Энциклопедизм Герцена раскрывал перед ним двери и в область научно-философского знания. В своих статьях о буддизме и дилетантизме в науке он дал удивительную характеристику и такого отношения к науке, которое проникнуто платоновским эросом, и такого, которое является уделом гетевских Вагнеров. Сам он, если бы отдался научной работе, был бы в кругу ее светил. Свою большую образованность он нес легко, медали и монеты своих философских этюдов, своей литературы вообще он чеканил непринужденно.

Все эти доли герценовского богатства одна другую пополняли, но и одна другой не всегда соответствовали. Для законченной гениальности у них должна бы быть, помимо литературной, еще другая объединительная связь – глубокая почва нравственной силы и духовной серьезности. Пышное здание Герцена не было увенчано тем куполом, который дает религия. Ему на земле не было тесно. И Бога единого, благоговейного служения единой и всеобъемлющей вере мы у Герцена не находим. Он был в конце концов тонкий эпикуреец духа, великий артист русской литературы. Он в изысканную психологическую сладость претворял даже свои печали; недаром упрекал его Огарев в «эпикуреизме горести». Он красиво страдал. На кладбище в Ницце, глядя на родные могилы и на места, приготовленные для могил будущих, он думал о том, что не следует ему покидать чужбины: «Осиротеет тогда кладбище в Ницце, а я иногда смотрю с удовольствием на наши места и думаю: вот тут будет Огарев, тут я, – все же замкнутая история и даже точка будет общая», – какая дивная элегия, какое стремление к идеалу гармонической завершенности!
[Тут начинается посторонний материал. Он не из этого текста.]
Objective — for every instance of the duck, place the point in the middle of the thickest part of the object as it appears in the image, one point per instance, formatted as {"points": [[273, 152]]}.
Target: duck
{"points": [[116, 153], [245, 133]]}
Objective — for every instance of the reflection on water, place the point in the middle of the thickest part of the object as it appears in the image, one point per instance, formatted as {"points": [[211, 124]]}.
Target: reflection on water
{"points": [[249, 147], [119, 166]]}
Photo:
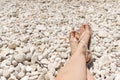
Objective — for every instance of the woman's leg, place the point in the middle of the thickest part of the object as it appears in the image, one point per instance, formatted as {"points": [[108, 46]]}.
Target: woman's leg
{"points": [[76, 69]]}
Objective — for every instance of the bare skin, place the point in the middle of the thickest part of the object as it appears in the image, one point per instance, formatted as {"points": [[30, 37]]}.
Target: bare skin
{"points": [[75, 68]]}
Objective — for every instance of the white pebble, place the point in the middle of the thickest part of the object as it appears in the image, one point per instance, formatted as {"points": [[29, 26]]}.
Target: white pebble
{"points": [[25, 78], [19, 57]]}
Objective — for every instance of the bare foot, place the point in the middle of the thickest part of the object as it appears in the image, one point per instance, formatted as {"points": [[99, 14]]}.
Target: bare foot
{"points": [[75, 37]]}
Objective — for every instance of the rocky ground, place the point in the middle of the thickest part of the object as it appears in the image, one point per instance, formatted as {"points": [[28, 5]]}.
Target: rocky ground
{"points": [[34, 37]]}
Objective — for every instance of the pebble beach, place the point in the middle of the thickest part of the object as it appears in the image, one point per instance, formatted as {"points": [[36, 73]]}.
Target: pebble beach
{"points": [[34, 37]]}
Да, он был эпикуреец радостей и скорбей, – но он был также и эпикуреец борьбы. Утонченный знаток и ценитель жизненного вина, пусть и принадлежал он к «приветливым потомкам Аристиппа», – но в отличие от них он не только не искал покоя, не уклонялся от дела, но и чувствовал в нем неодолимую потребность. Он не мог не действовать. Он любил человеческий героизм и приобщился к нему сам, – не бесследно Герцен прочитал своего Плутарха. В конце жизни, разбитый, утомленный, разочарованный, он все же не погасил огня своей энергии, и никогда не умолкал хотя бы последний звон, вечерний звон его душевного колокола.

У него был живописный и трагически красивый жизненный путь. Не однажды над его головою разражалось то, что он называл «лаокооновской поэмой смерти, человеческого бессилия и стихийной дури». А главное, быть эмигрантом – противоестественно.

И Герцен это больно чувствовал, и многие из его страданий, и многие из его ошибок вытекали именно из этой основной жестокой аномалии. Еврея он характеризовал как «первозданного изгнанника», как «допотопного эмигранта», – у Герцена было тоже нечто от еврейского жребия, у него была своя диаспора. И он тоже на всех этапах своей дороги сохранил свою личность, и смерть застала его живым. «Есть ли в поле жив человек?» – этот старинный клич повторял и Герцен, и если бы он же на него откликнулся, то это не было бы самохвальством. Ибо в русском поле не много было живых людей, и к ним, на чужой территории, принадлежал наш особенный эмигрант, одновременно чуждый и далекий, близкий и родной. Жил он, жив был, думал о былом, уходил в прошлое, когда не было настоящего, вспоминал, когда нечего было воспринимать, замыкался вовнутрь, когда не было внешнего (в ссылке, например), отдавался внешнему, освещая его изнутри, не имел мертвых точек, не останавливался, горел, жег, волновался, расточал, – всегда блистательный и духовно-роскошный, князь эмиграции, властелин, которому недоставало только престола, Александр Великолепный, король в изгнании.